Probiotic Protein Powders
Probiotic Sohiong Fruit Powder
Non-dairy based probiotic foods are gaining popularity due to issues like lactose intolerance and casein allergies. A study focused on creating a probiotic fruit juice powder using Sohiong fruit and Lactobacillus plantarum. The juice was fermented and spray-dried to produce a stable probiotic powder. This powder maintained acceptable probiotic viability (6.12 log CFU/g) for up to 36 days at 25°C and 50% relative humidity without refrigeration, making it a viable alternative to traditional dairy-based probiotic powders.
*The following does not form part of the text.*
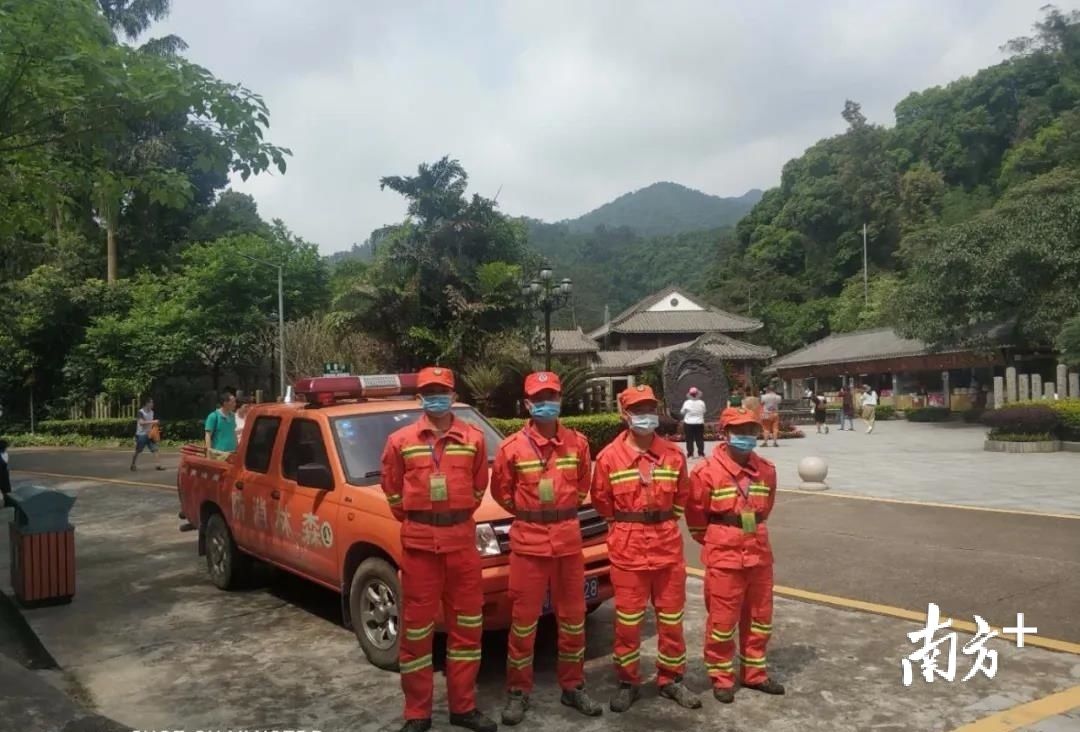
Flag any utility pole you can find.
[863,223,870,307]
Storage Stability and Quality
The study also examined various quality parameters of the probiotic Sohiong fruit powder, such as color, density, porosity, flow properties, hygroscopicity, and moisture content, all of which remained within acceptable ranges during storage. The powder's glass transition temperature decreased from 57.04°C to 45.81°C over the storage period, and moisture sorption isotherms were effectively modeled using the Peleg model, indicating good stability and potential for long-term storage without refrigeration.
Conclusion
The research highlights two promising advancements in protein powders: the use of selenium powder to enhance protein assimilation and the development of stable, non-dairy probiotic fruit powders. These innovations offer new options for consumers seeking effective and stable protein supplements, catering to various dietary needs and preferences.